The AI buildout is outpacing the infrastructure that makes AI possible — and companies are now scrambling to manufacture their own power rather than wait for the grid to catch up.

The Summary

The Signal

ERCOT told Texas regulators last week that power demand is on track to quadruple by 2032. Not double. Quadruple. The culprit is an "unprecedented surge" in large data center projects seeking to connect to the grid. Texas is already home to explosive data center growth, and projections show the state will overtake Virginia as the global data center capital by 2030.

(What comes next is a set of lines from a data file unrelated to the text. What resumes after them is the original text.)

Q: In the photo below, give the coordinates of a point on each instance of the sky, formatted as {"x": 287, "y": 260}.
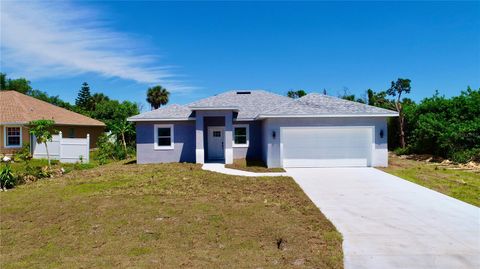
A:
{"x": 198, "y": 49}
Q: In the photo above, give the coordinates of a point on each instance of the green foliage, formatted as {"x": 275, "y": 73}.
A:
{"x": 24, "y": 154}
{"x": 402, "y": 151}
{"x": 20, "y": 84}
{"x": 84, "y": 99}
{"x": 54, "y": 100}
{"x": 43, "y": 132}
{"x": 111, "y": 150}
{"x": 7, "y": 178}
{"x": 399, "y": 87}
{"x": 157, "y": 96}
{"x": 447, "y": 127}
{"x": 296, "y": 94}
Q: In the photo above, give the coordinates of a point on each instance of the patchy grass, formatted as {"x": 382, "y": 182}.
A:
{"x": 20, "y": 167}
{"x": 166, "y": 215}
{"x": 252, "y": 166}
{"x": 460, "y": 184}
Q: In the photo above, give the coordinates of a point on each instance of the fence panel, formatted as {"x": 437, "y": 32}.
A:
{"x": 66, "y": 150}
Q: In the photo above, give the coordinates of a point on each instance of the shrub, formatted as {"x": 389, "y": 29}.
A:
{"x": 7, "y": 178}
{"x": 108, "y": 150}
{"x": 466, "y": 156}
{"x": 402, "y": 151}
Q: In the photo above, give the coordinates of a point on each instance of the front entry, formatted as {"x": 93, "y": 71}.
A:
{"x": 216, "y": 140}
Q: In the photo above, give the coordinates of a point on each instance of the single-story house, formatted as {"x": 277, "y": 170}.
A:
{"x": 313, "y": 131}
{"x": 17, "y": 110}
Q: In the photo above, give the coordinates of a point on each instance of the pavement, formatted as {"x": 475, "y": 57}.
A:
{"x": 388, "y": 222}
{"x": 220, "y": 168}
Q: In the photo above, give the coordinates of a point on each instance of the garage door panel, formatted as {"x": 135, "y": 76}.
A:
{"x": 326, "y": 147}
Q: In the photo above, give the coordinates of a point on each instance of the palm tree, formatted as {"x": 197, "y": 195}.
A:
{"x": 157, "y": 96}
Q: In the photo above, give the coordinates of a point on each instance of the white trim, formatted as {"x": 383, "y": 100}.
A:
{"x": 372, "y": 128}
{"x": 243, "y": 119}
{"x": 155, "y": 135}
{"x": 213, "y": 128}
{"x": 214, "y": 108}
{"x": 164, "y": 119}
{"x": 5, "y": 137}
{"x": 247, "y": 126}
{"x": 199, "y": 156}
{"x": 327, "y": 116}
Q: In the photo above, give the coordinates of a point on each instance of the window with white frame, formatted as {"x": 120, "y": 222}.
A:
{"x": 13, "y": 136}
{"x": 163, "y": 136}
{"x": 240, "y": 135}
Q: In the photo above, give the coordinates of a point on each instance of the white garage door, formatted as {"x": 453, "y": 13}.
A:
{"x": 326, "y": 146}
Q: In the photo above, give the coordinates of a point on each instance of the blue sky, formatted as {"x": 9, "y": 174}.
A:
{"x": 197, "y": 49}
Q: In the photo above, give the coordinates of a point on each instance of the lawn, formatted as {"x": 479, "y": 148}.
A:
{"x": 165, "y": 215}
{"x": 252, "y": 166}
{"x": 460, "y": 184}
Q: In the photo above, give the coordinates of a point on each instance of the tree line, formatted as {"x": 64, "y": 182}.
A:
{"x": 437, "y": 125}
{"x": 113, "y": 113}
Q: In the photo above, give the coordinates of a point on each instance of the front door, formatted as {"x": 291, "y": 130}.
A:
{"x": 216, "y": 143}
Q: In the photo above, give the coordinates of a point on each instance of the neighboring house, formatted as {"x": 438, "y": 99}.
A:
{"x": 17, "y": 110}
{"x": 313, "y": 131}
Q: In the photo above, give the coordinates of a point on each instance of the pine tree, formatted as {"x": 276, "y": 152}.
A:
{"x": 84, "y": 98}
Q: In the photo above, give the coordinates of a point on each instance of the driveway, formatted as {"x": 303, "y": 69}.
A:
{"x": 388, "y": 222}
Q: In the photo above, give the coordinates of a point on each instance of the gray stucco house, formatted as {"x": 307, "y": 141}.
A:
{"x": 313, "y": 131}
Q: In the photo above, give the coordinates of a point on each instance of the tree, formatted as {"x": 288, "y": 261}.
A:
{"x": 43, "y": 132}
{"x": 397, "y": 88}
{"x": 157, "y": 96}
{"x": 84, "y": 98}
{"x": 21, "y": 85}
{"x": 296, "y": 94}
{"x": 122, "y": 129}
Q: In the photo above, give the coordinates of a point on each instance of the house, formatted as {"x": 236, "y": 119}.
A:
{"x": 17, "y": 110}
{"x": 313, "y": 131}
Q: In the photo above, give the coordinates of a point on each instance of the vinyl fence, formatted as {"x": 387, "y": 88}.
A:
{"x": 66, "y": 150}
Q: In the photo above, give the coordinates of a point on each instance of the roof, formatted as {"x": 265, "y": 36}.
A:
{"x": 248, "y": 103}
{"x": 262, "y": 104}
{"x": 18, "y": 108}
{"x": 315, "y": 104}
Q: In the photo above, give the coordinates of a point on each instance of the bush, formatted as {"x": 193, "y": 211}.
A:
{"x": 7, "y": 178}
{"x": 466, "y": 156}
{"x": 108, "y": 150}
{"x": 402, "y": 151}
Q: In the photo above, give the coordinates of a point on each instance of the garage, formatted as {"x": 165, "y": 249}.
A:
{"x": 326, "y": 146}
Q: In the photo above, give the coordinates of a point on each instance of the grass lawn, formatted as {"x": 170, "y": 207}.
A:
{"x": 460, "y": 184}
{"x": 164, "y": 216}
{"x": 252, "y": 166}
{"x": 20, "y": 167}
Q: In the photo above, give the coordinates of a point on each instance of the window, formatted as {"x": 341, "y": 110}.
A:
{"x": 240, "y": 135}
{"x": 13, "y": 137}
{"x": 163, "y": 136}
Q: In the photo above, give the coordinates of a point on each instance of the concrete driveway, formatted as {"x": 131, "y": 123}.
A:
{"x": 388, "y": 222}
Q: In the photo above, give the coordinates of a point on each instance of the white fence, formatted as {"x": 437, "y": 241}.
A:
{"x": 66, "y": 150}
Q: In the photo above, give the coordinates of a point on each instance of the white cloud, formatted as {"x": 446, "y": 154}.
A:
{"x": 51, "y": 39}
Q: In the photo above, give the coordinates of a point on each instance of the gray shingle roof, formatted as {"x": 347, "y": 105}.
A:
{"x": 248, "y": 105}
{"x": 319, "y": 104}
{"x": 264, "y": 104}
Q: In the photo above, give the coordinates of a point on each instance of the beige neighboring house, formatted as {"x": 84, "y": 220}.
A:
{"x": 17, "y": 110}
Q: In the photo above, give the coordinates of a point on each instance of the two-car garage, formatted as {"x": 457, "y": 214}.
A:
{"x": 326, "y": 146}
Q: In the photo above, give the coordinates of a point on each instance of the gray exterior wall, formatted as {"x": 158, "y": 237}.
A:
{"x": 271, "y": 146}
{"x": 184, "y": 143}
{"x": 254, "y": 150}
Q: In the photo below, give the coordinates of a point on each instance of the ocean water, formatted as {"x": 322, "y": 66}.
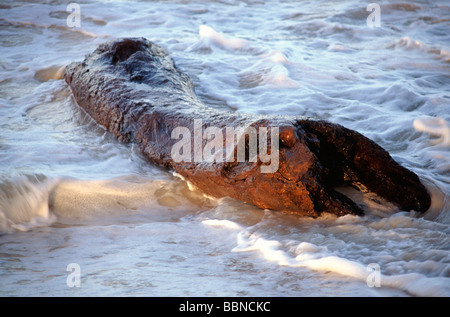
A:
{"x": 82, "y": 214}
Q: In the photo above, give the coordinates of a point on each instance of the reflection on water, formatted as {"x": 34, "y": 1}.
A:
{"x": 71, "y": 193}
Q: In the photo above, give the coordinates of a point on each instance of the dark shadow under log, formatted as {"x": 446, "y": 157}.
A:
{"x": 133, "y": 89}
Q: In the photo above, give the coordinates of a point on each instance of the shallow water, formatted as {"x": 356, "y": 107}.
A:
{"x": 71, "y": 193}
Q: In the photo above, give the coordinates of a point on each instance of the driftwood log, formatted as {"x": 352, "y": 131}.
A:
{"x": 133, "y": 89}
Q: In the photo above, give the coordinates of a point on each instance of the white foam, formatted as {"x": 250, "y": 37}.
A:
{"x": 435, "y": 126}
{"x": 24, "y": 203}
{"x": 319, "y": 258}
{"x": 212, "y": 37}
{"x": 222, "y": 223}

This isn't a Texas problem. It's a grid problem. The Midcontinent Independent System Operator (MISO), which manages the grid for 15 states, expects a 35% demand increase by 2035. For a regional grid operator, that's a historic jump. The growth is concentrated in Michigan, Indiana, and Illinois — states where Big Tech has planted flags for massive AI infrastructure.

"The 35% jump represents a historic increase for a regional grid operator."

The companies driving this demand are the usual suspects: Amazon, Google, Microsoft, Meta, OpenAI, Oracle. They're building the training infrastructure for frontier models and the inference infrastructure to run agents at scale. But there's a timing mismatch. Building a data center takes 18-24 months. Upgrading grid capacity takes years, plural, and involves utilities, regulators, and political processes that move at pre-AI speeds.

Enter SoftBank's solution: the company's mobile unit is converting part of its Osaka factory into one of Japan's biggest battery production lines specifically to power its own AI data centers. This is a company that announced a $100 billion AI bet and then ran headfirst into the power constraint. Rather than wait for Japan's grid to catch up, SoftBank is vertically integrating into energy storage.

Key inflection points:

  • Texas demand quadrupling in six years signals AI infrastructure is no longer a coastal phenomenon
  • MISO's 35% jump is concentrated in the Midwest, not the coasts, reshaping where compute capacity lives
  • SoftBank manufacturing its own batteries means the power bottleneck is forcing structural changes in how AI companies operate

The Implication

If you're building in agents, watch where the power goes. Compute will follow electrons, and electrons are flowing to Texas and the Midwest faster than anyone expected. The geography of AI is being rewritten by grid capacity, not talent pools or tax incentives.

For the grid operators and utilities, this is an existential test. A 35% or 400% demand increase on infrastructure built for incremental growth means either massive capital investment or brownouts in states that suddenly matter for the global AI race. The companies that can't wait are already building around the problem — SoftBank's battery play is just the first.